Buying enough insurance is crucial. Without the right coverage in place, a disaster could quickly drain a person’s bank account and leave them without the funds they need to rebuild or restore themselves to the position they were in before tragedy struck.
But, while everyone needs to make sure they have enough insurance — including car insurance, home insurance, and life insurance — it’s important not to go overboard either. Having too much insurance can be a bad financial choice.
The downsides of having too much insurance
Having too much insurance may seem like a good problem to have, but that’s not necessarily the case.
For one thing, an insurance company isn’t going to pay out more than a claim is worth. This could be an issue for things like home or auto insurance. A homeowner who has a policy with $300,000 of coverage for personal property but who only owns $100,000 of personal property is paying for added protection they aren’t really getting. If their property is destroyed, the insurer is going to want to see an inventory and receipts to estimate the value of their items and will only pay out what it would cost to replace property they actually had.
A second issue is that buying more insurance than needed comes at a big cost since premiums go up when the policy limits increase and when additional types of coverage are added. A driver who pays for roadside assistance coverage who already has AAA is really just wasting money on this unnecessary protection. They’re paying higher car insurance premiums for a kind of coverage that doesn’t offer them any actual value.

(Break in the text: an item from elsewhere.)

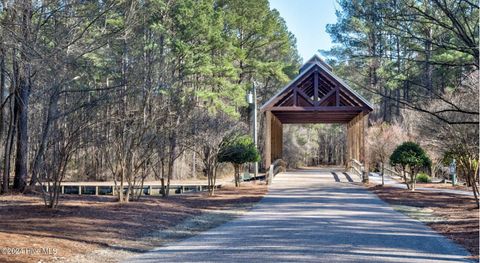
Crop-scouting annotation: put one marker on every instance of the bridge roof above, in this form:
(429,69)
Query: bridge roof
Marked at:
(316,95)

How to determine how much insurance is enough
Since it’s silly to pay higher premiums for unnecessary insurance coverage or insurance coverage that doesn’t even really provide added protection, it’s important to think about how much insurance coverage is actually needed.
First, consider the value of the property that is being insured. Whether it’s a car, house, or personal property, it’s possible to estimate how much it is worth. Make sure policy limits on an insurance policy don’t exceed the amount the insurer would pay based on the value of the property that is being insured.
Second, think about what is actually being purchased when buying insurance coverage. A policyholder purchasing protection does so in order to transfer the risk of loss to an insurer. It makes sense to transfer the risk of certain kinds of losses — like a totaled vehicle — to an insurer. But it doesn’t make sense to transfer the risk of very minor losses or to transfer risk when there would be no actual loss at all.
By taking the time to consider these issues, insurance buyers can avoid getting either more coverage than they need or higher policy limits than they would really require. They can pay premiums only for protection that is valuable to them and can make sure they are protected from serious risks while avoiding enriching an insurance company for no reason.